Awalnya, massa hanya melakukan orasi di depan gedung DPR, namun situasi memanas ketika kelompok demonstran mencoba bergerak ke arah belakang gedung.
Aparat yang berjaga langsung melakukan tindakan pencegahan dengan menghadang pergerakan massa.
Untuk membubarkan kerumunan, petugas mengerahkan mobil water cannon yang menyemprotkan air ke arah demonstran.
Tindakan ini memicu suasana semakin tegang hingga terjadi saling dorong antara massa dengan aparat.
Sedikitnya enam orang demonstran diamankan aparat.
Mereka langsung dibawa untuk menjalani pemeriksaan, termasuk barang-barang bawaan yang dicurigai dapat memicu kericuhan.
Aparat kepolisian di lokasi menyatakan bahwa pembubaran massa dilakukan karena situasi sudah dianggap tidak kondusif dan berpotensi menimbulkan gangguan keamanan lebih besar.

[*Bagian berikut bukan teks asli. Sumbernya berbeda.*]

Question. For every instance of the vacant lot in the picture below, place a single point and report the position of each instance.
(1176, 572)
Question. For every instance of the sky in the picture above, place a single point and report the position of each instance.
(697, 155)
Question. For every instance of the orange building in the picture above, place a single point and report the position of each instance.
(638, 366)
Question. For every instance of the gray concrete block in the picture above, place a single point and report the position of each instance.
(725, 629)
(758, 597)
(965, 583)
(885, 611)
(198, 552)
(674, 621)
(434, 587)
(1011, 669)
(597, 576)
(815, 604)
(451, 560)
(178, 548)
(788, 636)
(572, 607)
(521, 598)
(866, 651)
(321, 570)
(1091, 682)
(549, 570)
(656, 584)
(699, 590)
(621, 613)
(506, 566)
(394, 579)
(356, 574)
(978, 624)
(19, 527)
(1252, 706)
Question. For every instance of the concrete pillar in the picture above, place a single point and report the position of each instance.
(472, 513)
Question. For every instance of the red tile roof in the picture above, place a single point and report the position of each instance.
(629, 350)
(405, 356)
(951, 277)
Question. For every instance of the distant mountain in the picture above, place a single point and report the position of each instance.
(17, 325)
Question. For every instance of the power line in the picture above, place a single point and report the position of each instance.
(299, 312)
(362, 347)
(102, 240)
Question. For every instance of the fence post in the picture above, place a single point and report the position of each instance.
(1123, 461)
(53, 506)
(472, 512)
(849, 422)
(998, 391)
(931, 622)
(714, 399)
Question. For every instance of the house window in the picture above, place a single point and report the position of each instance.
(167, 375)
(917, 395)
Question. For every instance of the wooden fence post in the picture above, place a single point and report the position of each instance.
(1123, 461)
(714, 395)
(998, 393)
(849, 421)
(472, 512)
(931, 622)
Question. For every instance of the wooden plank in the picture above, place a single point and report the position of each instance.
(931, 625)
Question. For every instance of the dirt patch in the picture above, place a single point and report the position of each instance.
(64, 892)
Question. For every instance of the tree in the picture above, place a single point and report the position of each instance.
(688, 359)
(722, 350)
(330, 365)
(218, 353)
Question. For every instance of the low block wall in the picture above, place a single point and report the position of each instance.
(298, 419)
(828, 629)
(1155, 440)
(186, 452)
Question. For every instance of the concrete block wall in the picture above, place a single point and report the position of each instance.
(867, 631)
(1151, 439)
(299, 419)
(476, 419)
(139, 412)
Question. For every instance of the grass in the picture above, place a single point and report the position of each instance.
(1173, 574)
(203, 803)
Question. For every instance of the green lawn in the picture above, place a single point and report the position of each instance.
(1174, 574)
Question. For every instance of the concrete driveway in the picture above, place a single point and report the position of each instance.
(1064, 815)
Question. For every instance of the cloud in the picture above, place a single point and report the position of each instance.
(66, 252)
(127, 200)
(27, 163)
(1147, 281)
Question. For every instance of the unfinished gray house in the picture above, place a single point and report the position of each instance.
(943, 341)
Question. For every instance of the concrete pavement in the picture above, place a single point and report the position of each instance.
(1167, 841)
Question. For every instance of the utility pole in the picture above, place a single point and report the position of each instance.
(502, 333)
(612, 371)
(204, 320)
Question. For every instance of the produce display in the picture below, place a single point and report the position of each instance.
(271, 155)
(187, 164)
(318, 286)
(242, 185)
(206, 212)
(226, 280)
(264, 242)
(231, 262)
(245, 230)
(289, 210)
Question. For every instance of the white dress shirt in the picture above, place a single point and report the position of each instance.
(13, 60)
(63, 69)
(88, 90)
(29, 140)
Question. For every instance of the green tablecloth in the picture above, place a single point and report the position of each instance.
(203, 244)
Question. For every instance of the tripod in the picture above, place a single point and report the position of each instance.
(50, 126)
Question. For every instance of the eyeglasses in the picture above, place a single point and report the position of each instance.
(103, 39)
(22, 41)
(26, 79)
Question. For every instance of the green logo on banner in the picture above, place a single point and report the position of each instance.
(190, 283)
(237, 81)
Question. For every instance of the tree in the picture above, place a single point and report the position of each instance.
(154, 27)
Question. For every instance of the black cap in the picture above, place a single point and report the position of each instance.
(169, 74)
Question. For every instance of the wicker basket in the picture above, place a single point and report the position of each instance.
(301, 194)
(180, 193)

Sementara itu, arus lalu lintas di sekitar kawasan Senayan sempat tersendat akibat massa aksi dan pengamanan ketat dari aparat.
Insiden ini menambah catatan panjang dinamika aksi demonstrasi di ibu kota, terutama di sekitar kompleks parlemen yang kerap menjadi titik utama penyampaian aspirasi masyarakat.